Impariamo ad apprezzare la bellezza del dente di leone, del tasso barbasso, a cucinare l’ortica, ottima per risotti, impariamo a fare decotti di malva. Già questo atteggiamento diverso, questo porsi in maniera benevola verso le erbe selvatiche, sarebbe una rivoluzione. Possiamo fare di meglio.

Anziché intestardirci a voler rasare tutto a zero per una questione scioccamente estetica, mettiamo a dimora delle piante, che, poco alla volta e senza necessità di interventi continui, abbelliscano il nostro prato. Iris, fresie, emerocallis, tutta una serie di piante che estendendosi in superficie ed in breve tempo ci tappezzano di fiori magnifici laddove non coltiviamo e ci risparmiano l’uso del tosaerba inquinante ed assordante. Non è difficile, se non abbiamo un amico che ci faccia pascolare un bell’asinello o qualche pecora, possiamo fare così.

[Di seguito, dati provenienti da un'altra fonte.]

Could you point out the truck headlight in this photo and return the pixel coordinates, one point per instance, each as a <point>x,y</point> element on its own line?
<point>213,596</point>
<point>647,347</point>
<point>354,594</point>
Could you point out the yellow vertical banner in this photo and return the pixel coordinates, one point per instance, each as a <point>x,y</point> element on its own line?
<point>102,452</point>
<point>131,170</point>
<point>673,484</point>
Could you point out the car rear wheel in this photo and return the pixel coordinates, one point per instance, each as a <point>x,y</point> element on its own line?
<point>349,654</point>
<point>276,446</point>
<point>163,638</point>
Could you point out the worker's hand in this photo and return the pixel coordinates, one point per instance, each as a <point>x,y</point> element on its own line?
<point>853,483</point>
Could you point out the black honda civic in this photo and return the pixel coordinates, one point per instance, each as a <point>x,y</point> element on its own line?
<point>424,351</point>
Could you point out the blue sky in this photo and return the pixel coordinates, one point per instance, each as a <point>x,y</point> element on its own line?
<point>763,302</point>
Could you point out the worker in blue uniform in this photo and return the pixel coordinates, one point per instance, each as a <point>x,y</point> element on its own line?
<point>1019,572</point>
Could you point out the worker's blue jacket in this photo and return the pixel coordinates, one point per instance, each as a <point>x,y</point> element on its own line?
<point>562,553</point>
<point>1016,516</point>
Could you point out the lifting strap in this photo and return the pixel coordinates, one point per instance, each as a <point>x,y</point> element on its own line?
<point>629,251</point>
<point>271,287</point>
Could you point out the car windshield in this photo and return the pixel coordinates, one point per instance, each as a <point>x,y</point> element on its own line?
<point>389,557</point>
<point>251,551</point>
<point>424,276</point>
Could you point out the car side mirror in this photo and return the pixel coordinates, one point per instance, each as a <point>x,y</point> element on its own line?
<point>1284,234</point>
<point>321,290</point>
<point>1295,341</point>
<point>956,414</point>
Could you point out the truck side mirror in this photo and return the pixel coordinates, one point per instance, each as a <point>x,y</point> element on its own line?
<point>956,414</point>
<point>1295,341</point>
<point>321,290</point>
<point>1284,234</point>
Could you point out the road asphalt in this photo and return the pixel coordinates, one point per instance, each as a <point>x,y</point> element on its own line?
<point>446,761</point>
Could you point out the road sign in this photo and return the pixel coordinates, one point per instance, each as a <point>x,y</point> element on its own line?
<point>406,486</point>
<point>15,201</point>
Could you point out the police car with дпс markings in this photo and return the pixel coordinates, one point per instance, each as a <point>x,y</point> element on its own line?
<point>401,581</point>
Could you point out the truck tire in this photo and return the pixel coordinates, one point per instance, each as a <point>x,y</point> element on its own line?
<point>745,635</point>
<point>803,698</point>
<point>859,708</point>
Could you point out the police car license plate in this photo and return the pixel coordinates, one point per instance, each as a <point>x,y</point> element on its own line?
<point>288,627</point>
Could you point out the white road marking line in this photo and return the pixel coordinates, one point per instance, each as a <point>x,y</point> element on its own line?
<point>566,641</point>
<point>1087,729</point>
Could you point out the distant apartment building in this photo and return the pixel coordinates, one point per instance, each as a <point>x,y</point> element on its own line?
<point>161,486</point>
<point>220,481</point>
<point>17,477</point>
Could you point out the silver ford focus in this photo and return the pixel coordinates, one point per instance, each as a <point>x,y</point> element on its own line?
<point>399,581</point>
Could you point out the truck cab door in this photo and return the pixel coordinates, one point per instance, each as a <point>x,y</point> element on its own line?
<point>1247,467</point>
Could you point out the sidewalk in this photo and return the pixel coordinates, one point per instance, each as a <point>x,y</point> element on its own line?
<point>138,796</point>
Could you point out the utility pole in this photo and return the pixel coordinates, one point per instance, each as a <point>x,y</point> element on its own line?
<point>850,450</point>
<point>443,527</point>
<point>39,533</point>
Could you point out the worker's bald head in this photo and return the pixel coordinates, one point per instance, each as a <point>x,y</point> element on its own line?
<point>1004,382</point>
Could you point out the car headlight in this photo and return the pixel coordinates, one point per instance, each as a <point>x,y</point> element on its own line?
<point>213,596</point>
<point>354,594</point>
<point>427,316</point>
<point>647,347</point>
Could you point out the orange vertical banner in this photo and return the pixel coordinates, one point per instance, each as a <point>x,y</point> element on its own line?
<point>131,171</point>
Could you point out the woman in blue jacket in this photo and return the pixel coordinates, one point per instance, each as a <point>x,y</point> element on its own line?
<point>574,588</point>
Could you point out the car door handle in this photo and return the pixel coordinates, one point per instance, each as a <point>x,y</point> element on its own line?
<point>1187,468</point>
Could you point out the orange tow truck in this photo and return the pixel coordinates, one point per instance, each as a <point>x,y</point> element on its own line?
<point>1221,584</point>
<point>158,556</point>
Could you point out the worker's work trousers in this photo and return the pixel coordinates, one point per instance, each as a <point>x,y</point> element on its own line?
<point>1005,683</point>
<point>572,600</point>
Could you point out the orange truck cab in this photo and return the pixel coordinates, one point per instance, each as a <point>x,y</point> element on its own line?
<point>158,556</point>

Bisogna pensare che con la crisi presente ogni fazzoletto di terra non coperto da cemento o asfalto resta da salvaguardare come luogo nel quale la natura selvatica, o almeno addomesticata con fantasia e garbo, possa ancora dare ricetto alla microfauna. Un prato inglese, esattamente come i campi da golf, uccide biodiversità e consuma acqua senza rendere indietro alla comunità proprio nulla.

Proviamo ad immaginare nel nostro piccolo pezzo di terra qualcosa di diverso da una piatta e sempre più povera cotenna verde.